Jobs report: Gains overall, but losses in the public sector
Losses in the public sector provided a sour note in a generally upbeat jobs report from the Bureau of Labor Statistics (BLS), according to The Washington Post. While the overall economy added jobs in January, the public sector lost jobs for the third consecutive month, continuing a trend of the public sector slowing down a gradually improving economy.
Employers added 157,000 jobs in January, according to the BLS report. Revised estimates from previous months also showed much higher overall job creation than first reported, with the economy adding 247,000 jobs in November and 196,000 in December. Those figures represented a combined 127,000 jobs above earlier estimates, according to the Post.
But while the private sector added 166,000 jobs in January, the public sector continued bleeding jobs. Public sector employment fell by 9,000 jobs in January, 6,000 in December and 9,000 in November. Prospects loom for further losses in the public sector as Congress approaches a March 1 deadline for so-called sequestration cuts in federal spending, including funding for a range of state and local government programs.
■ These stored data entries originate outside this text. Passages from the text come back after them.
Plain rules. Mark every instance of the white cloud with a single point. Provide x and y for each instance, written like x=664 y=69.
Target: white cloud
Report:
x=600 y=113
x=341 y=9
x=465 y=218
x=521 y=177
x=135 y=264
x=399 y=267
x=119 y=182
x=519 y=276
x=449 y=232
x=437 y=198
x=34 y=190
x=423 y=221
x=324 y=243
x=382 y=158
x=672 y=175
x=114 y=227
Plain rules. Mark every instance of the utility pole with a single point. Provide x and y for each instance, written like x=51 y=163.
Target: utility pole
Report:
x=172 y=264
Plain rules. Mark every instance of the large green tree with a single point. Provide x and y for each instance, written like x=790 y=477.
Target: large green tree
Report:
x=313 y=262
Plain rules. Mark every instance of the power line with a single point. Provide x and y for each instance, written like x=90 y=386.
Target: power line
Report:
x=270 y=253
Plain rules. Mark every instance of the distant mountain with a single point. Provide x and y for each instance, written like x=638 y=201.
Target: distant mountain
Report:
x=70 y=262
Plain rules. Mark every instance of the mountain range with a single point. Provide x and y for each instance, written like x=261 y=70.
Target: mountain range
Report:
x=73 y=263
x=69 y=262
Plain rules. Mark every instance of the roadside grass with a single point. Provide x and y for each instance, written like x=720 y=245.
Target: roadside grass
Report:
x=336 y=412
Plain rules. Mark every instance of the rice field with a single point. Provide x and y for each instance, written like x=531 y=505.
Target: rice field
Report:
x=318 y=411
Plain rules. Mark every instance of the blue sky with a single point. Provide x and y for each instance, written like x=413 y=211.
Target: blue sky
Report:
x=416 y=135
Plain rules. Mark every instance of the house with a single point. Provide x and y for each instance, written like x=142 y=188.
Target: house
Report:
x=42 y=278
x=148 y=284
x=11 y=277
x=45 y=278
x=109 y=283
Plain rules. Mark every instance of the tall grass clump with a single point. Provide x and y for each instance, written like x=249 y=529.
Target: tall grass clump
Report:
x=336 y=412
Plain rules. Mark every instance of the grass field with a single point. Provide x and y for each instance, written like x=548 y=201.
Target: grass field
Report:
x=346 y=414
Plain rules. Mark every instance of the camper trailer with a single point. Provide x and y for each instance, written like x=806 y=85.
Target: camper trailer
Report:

Various analyses have consistently shown a declining public sector lagging an overall economic recovery. On Wednesday, the Commerce Department’s Bureau of Economic Analysis announced that deep government spending cuts, primarily in defense, caused the nation’s economy to shrink by 0.1 percent in the third quarter of 2012.
An earlier report from the Labor Department showed that the rate of union membership for U.S. workers has fallen to an all-time low, a decline fueled primarily by public sector job losses on the local level. Since September 2008, cities and counties have chopped more than 500,000 positions, the greatest reduction on record.